Le professioni più esposte sono quelle maggiormente qualificate e a contenuto intellettuale e amministrativo, a cominciare dai tecnici dell’informazione e della comunicazione; dirigenti amministrativi e commerciali, specialisti delle scienze commerciali e dell’amministrazione; specialisti in scienze e ingegneria, dirigenti della pubblica amministrazione. Tra le attività lavorative a minor rischio vi sono quelle con una componente manuale non standardizzata. Secondo la rilevazione di Confartigianato, l’espansione dell’intelligenza artificiale insidia il 25,4% dei lavoratori in ingresso nelle imprese nel 2022, pari a 1,3 milioni di persone. Per le piccole imprese fino a  49 addetti la quota è del 22,2%, pari a 729.000 persone.

L’IA è un mezzo, non un fine

Mentre il cambiamento appare inevitabile, ugualmente rilevante appare la creazione di nuove figure professionali, destinate a sostituire/implementare quelle esistenti. Qui si gioca la partita del cambiamento tecnologico e dell’avanzante utilizzo dell’IA. Alla base la consapevolezza che l’intelligenza artificiale è un mezzo non è un fine. Come tale va vista e declinata, in ragione delle opportunità che essa viene a creare per le imprese, che sapranno sfruttarle per ottimizzare le proprie attività, e per i lavoratori, i quali dovranno essere le menti e le braccia consapevoli della trasformazione in atto.

La sfida

La sfida, insieme a quella tecnologica ed applicativa, passa dunque attraverso la capacità di gestire i processi in corsi. A partire certamente dai requisiti etici, che l’Unione Europea ha fissato nella supervisione umana, nella sicurezza e affidabilità degli algoritmi (contro possibili operazioni illecite), nella protezione dei dati personali, nella tracciabilità dei sistemi, nella corretta accessibilità alle procedure, nella tutela del benessere sociale e ambientale, nella difesa dei diritti fondamentali.
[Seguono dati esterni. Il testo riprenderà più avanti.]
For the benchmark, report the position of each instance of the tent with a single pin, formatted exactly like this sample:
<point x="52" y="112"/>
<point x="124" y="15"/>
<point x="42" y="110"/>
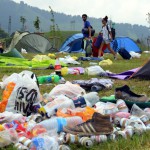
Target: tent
<point x="31" y="42"/>
<point x="12" y="53"/>
<point x="143" y="72"/>
<point x="74" y="42"/>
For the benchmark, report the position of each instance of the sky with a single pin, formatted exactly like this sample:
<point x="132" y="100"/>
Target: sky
<point x="119" y="11"/>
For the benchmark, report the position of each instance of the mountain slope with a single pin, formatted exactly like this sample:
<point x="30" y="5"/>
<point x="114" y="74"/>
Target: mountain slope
<point x="15" y="10"/>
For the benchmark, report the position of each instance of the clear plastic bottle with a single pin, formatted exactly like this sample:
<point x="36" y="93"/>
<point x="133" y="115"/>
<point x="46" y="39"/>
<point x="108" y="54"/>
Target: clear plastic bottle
<point x="73" y="121"/>
<point x="91" y="98"/>
<point x="50" y="124"/>
<point x="60" y="102"/>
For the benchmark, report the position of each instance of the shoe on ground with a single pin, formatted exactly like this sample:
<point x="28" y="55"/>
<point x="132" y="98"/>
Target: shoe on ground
<point x="99" y="124"/>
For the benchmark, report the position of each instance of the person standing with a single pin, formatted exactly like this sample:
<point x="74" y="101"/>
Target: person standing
<point x="107" y="37"/>
<point x="86" y="34"/>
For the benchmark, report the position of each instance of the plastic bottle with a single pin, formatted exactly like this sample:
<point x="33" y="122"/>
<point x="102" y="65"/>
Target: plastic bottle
<point x="87" y="142"/>
<point x="57" y="67"/>
<point x="64" y="147"/>
<point x="99" y="138"/>
<point x="60" y="102"/>
<point x="48" y="79"/>
<point x="44" y="79"/>
<point x="58" y="123"/>
<point x="6" y="94"/>
<point x="44" y="142"/>
<point x="50" y="124"/>
<point x="89" y="99"/>
<point x="96" y="88"/>
<point x="73" y="121"/>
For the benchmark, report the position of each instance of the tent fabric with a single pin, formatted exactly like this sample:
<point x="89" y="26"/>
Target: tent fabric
<point x="123" y="75"/>
<point x="12" y="53"/>
<point x="126" y="43"/>
<point x="17" y="36"/>
<point x="74" y="44"/>
<point x="31" y="42"/>
<point x="12" y="62"/>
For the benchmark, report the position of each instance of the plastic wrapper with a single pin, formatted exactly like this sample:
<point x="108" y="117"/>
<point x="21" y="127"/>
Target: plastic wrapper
<point x="85" y="113"/>
<point x="9" y="116"/>
<point x="7" y="137"/>
<point x="44" y="142"/>
<point x="25" y="95"/>
<point x="60" y="102"/>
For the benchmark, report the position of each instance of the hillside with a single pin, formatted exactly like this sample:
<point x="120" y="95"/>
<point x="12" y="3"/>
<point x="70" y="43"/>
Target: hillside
<point x="15" y="10"/>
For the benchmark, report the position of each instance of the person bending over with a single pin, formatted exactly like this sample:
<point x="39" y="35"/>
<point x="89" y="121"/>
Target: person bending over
<point x="107" y="37"/>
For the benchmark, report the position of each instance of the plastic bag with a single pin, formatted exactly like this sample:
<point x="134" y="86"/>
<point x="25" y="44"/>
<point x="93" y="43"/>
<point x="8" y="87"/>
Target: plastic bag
<point x="9" y="116"/>
<point x="25" y="95"/>
<point x="94" y="70"/>
<point x="60" y="102"/>
<point x="68" y="89"/>
<point x="44" y="142"/>
<point x="85" y="113"/>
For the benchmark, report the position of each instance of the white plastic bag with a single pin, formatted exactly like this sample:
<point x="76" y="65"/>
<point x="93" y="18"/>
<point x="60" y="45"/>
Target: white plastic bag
<point x="68" y="89"/>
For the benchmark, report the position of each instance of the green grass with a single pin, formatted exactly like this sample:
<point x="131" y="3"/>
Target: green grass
<point x="138" y="86"/>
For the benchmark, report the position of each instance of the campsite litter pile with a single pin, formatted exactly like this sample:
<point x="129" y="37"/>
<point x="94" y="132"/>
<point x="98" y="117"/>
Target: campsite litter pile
<point x="68" y="114"/>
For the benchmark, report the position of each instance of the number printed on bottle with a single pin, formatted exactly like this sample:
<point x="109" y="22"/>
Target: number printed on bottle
<point x="25" y="99"/>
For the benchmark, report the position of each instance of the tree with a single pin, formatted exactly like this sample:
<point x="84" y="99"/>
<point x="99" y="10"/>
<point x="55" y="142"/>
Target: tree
<point x="37" y="24"/>
<point x="148" y="19"/>
<point x="52" y="27"/>
<point x="23" y="21"/>
<point x="3" y="34"/>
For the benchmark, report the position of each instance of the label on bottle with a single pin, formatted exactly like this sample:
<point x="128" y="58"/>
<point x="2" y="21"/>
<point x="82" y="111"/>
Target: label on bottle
<point x="79" y="102"/>
<point x="57" y="67"/>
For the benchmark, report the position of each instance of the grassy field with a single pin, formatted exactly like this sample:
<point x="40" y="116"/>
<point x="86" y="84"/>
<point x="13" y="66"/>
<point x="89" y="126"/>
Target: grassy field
<point x="136" y="85"/>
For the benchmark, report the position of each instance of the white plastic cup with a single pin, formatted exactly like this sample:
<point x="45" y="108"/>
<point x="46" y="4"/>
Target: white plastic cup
<point x="122" y="106"/>
<point x="124" y="122"/>
<point x="73" y="121"/>
<point x="87" y="142"/>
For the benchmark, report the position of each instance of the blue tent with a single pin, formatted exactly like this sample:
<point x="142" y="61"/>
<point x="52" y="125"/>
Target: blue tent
<point x="73" y="44"/>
Governare la rivoluzione tecnologica

Insieme ai “requisiti etici” c’è la necessità di adeguamento – a vasto raggio –  dei diversi sistemi produttivi nazionali. Qui si gioca la partita della concertazione e della programmazione del nostro Sistema-Paese. Il tema è “di valore”, di metodo, di strategia. E mette in primo piano la capacità di coniugare i diversi e complessi fattori che innervano il cambiamento tecnologico. Centri di ricerca, Università, aziende produttrici, istituti bancari, Formazione, forze sociali e politiche, rappresentanti dei territori: rispetto a questo “quadro” è necessario articolare una regia di Sistema in grado di rispondere alle domande/opportunità offerte dalla Rivoluzione tecnologica di ultima generazione, con lo sguardo rivolto al futuro. Magari attraverso la convocazione di una sorta di “Stati Generali” dell’intelligenza artificiale in grado di fissare priorità d’intervento, strategie d’azione, scadenze operative. Tra queste i rapporti tra mondo produttivo e sistema scolastico, la “riconversione” formativa dei lavoratori, l’integrazione tra creatività e competenze, il miglioramento dei processi produttivi, l’innalzamento delle tutele per i lavoratori coinvolti, l’integrazione con i territori.

La destra se ne faccia promotrice

In questa risposta ai processi in atto c’è anche il senso di un’Idea di cambiamento “organica” che – senza timore – va intestata alla destra: una destra sociale, post statalista, meritocratica, capace di porsi come centro propulsore/aggregatore della modernità, consapevole che l’IA non rappresenta una minaccia quanto una promessa per i nostri destini nazionali e per il futuro delle nostre aziende, strumento capace di esaltare e di sintetizzare tipicità ed innovazione. Ben convinti che il futuro abbia un cuore antico.